Я старательно прикладывал глаз к микроскопу и опять ничего не видел, кроме молочно-туманной субстанции. А ведь моему взору должно было предстать живое и неутомимое движение растительных клеток с четко различимыми границами.

— Я вижу что-то вроде молока, — говорил я профессору.

Это потому, что ты не навел микроскоп на резкость, объяснял он, и наводил его для меня, то есть, для себя. Я опять смотрел в микроскоп, и опять видел только молоко.

Наконец, я получил разрешение на "зачет с отсрочкой", как его называли, и через год сделал еще одну попытку. (Там обязательно надо было сдать экзамен по одной из биологических дисциплин, иначе останешься без диплома). Профессор вернулся из отпуска загорелый как негр, сияющий и полный энтузиазма до конца своих дней объяснять студентам устройство клеток.

— Ну, — радостно взглянул он меня на первом лабораторном занятии, — теперь-то мы эти клетки разглядим?

— Несомненно, сэр.

Студенты и справа, и слева, и спереди от меня видели клетки. И они не только их видели! Они, как ни в чем не бывало, зарисовывали их в свои блокноты. Я, разумеется, ничего не видел.

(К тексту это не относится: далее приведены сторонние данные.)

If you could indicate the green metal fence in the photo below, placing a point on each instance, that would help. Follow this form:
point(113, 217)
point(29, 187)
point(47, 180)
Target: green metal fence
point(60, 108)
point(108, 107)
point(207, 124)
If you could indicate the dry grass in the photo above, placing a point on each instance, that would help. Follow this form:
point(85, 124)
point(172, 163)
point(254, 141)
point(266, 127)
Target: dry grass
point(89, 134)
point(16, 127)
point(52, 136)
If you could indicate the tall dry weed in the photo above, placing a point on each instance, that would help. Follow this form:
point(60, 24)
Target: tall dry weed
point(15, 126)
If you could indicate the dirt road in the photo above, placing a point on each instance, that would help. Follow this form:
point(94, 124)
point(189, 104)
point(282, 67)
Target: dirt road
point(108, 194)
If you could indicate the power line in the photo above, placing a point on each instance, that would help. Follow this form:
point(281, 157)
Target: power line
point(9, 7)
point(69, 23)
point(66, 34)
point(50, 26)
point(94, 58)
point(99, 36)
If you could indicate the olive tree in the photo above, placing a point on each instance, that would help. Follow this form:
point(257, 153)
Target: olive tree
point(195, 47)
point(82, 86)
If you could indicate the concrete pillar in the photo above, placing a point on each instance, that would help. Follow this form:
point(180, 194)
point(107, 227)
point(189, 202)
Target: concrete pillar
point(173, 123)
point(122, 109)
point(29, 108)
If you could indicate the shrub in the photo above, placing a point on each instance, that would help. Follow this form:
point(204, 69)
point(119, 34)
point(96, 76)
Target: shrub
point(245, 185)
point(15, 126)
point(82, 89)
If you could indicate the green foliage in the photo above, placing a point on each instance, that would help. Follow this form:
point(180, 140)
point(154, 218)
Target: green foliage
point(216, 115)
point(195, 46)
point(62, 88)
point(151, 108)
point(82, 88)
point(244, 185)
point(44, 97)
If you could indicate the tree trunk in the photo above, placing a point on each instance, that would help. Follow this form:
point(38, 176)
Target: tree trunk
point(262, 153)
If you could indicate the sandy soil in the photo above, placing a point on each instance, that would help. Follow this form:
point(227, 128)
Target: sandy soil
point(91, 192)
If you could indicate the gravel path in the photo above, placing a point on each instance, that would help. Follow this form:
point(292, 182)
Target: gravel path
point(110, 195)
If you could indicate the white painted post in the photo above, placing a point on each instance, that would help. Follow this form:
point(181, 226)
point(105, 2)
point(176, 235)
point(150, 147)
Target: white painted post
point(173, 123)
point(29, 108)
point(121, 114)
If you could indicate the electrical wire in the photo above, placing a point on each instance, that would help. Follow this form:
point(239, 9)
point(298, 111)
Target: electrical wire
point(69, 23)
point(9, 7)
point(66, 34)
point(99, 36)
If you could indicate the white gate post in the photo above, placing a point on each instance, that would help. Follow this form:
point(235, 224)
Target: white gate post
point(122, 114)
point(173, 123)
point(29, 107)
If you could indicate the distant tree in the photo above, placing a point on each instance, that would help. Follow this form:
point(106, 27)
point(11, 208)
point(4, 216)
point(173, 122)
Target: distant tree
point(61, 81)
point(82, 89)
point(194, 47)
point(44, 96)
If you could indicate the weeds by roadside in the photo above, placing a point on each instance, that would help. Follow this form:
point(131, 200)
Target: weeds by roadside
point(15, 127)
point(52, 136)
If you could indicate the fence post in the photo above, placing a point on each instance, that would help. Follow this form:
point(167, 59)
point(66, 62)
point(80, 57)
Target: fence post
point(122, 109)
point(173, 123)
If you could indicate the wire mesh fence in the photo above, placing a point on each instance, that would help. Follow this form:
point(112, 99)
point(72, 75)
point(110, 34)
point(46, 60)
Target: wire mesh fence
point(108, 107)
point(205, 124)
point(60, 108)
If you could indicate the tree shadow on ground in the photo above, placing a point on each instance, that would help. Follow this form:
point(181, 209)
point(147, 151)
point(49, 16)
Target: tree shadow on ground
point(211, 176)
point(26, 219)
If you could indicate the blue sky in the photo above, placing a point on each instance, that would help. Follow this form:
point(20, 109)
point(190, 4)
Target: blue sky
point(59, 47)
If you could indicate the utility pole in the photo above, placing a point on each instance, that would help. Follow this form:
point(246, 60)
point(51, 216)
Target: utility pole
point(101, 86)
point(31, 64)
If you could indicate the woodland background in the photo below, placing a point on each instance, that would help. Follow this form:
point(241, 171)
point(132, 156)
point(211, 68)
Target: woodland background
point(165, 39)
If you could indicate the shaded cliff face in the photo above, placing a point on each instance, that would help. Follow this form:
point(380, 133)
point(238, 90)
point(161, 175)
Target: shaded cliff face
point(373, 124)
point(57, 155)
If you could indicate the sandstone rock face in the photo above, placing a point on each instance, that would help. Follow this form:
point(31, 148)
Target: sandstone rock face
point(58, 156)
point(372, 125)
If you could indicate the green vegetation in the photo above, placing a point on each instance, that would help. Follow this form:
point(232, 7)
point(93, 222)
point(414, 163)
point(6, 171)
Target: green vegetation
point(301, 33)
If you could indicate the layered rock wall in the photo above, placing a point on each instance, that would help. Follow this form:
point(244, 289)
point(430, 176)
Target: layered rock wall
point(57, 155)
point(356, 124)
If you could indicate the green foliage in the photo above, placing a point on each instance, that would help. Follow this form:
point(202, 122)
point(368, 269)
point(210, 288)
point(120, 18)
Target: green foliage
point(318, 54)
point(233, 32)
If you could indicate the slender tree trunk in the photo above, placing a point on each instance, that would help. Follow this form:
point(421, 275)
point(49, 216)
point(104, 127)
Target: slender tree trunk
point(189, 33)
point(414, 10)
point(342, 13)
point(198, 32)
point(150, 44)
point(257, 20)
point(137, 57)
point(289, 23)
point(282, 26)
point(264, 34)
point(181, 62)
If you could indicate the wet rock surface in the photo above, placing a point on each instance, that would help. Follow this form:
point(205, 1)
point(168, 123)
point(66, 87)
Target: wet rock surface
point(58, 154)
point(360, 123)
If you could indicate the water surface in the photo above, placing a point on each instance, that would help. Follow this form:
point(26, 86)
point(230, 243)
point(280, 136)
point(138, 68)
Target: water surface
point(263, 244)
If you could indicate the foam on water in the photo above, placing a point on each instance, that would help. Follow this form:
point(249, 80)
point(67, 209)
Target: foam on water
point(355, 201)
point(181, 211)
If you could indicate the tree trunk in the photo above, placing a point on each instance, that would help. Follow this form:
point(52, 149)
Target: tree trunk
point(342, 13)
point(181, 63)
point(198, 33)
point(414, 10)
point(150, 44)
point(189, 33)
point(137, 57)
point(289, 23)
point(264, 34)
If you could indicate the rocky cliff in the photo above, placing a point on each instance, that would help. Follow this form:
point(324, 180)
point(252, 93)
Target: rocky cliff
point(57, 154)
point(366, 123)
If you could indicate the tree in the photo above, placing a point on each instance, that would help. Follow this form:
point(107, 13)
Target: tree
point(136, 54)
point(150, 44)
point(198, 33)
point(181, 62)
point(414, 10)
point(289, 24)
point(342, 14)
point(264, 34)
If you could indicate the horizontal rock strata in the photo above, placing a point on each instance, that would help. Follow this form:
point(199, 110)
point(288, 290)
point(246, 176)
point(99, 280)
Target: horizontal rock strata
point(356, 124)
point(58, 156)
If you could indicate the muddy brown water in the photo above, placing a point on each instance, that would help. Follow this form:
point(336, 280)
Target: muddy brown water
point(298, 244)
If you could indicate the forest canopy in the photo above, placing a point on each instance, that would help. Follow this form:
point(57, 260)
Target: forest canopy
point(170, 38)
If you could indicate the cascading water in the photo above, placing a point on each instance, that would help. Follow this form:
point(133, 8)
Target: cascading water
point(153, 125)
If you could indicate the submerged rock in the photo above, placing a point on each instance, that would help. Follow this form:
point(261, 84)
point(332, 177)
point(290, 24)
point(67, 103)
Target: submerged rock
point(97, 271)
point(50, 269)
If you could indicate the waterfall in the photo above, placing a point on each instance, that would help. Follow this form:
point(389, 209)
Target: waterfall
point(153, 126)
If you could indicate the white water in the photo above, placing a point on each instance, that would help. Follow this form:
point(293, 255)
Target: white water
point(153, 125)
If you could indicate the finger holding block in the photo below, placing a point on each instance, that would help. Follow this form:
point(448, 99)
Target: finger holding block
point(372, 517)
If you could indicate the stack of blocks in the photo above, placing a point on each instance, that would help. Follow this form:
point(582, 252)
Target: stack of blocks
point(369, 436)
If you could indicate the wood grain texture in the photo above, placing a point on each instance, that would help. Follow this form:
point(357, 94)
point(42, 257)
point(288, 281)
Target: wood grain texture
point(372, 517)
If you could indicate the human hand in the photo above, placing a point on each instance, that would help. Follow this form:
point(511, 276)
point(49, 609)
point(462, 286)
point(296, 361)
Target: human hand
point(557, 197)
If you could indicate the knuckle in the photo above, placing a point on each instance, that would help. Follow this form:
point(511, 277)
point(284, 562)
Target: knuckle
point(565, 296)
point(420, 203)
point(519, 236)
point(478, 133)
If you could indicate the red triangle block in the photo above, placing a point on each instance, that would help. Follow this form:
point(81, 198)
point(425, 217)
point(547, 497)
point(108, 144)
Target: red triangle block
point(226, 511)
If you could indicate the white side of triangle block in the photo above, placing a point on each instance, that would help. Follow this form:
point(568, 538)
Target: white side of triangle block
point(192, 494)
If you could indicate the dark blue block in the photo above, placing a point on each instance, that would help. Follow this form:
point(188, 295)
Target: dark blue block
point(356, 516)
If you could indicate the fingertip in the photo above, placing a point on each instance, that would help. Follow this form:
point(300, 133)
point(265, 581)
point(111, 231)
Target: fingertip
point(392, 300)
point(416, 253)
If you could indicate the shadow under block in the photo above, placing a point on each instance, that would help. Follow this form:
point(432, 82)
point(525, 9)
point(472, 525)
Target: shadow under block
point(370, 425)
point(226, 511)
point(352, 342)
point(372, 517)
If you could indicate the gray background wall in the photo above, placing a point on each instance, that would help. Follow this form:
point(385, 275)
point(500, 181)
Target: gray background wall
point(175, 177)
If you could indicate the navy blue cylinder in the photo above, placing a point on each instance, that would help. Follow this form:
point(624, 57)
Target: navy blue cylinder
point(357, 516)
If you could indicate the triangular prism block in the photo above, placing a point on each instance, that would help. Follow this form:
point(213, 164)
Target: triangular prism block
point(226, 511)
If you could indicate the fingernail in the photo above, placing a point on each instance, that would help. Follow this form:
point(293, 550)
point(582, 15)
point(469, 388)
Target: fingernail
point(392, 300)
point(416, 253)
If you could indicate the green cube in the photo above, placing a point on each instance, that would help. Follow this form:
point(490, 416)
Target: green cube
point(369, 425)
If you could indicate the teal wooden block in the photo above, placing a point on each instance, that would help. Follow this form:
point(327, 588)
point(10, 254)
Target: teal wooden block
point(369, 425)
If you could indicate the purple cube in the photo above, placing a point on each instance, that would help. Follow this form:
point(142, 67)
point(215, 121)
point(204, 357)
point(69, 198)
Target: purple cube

— Попытаемся, — сказал профессор мрачно, — произвести все возможные регулировки микроскопа, известные человечеству. Призываю Бога в свидетели: я наведу эту линзу так, что вы увидите в нее клетки, или уйду из университета. За двадцать два года, что я отдал ботанике, еще не было случая…

Он оборвал фразу, потому хотя трясся с ног до головы, как Лайонел Бэрримор на сцене, и силился сдержать этот приступ: стычки со мной отнимали у него много здоровья.

Мы перепробовали все возможные регулировки микроскопа, известные человечеству. Лишь один раз мне явилось нечто, кроме черноты и знакомого молочного тумана: с радостью и изумлением я увидел разноцветное созвездие точек, крапинок и кружочков. Я поспешно зарисовал их. Инструктор, заметив мое оживление, подошел от соседнего стола с улыбкой на устах и бровями, поднятыми в радостной надежде. Он взглянул на мой рисунок.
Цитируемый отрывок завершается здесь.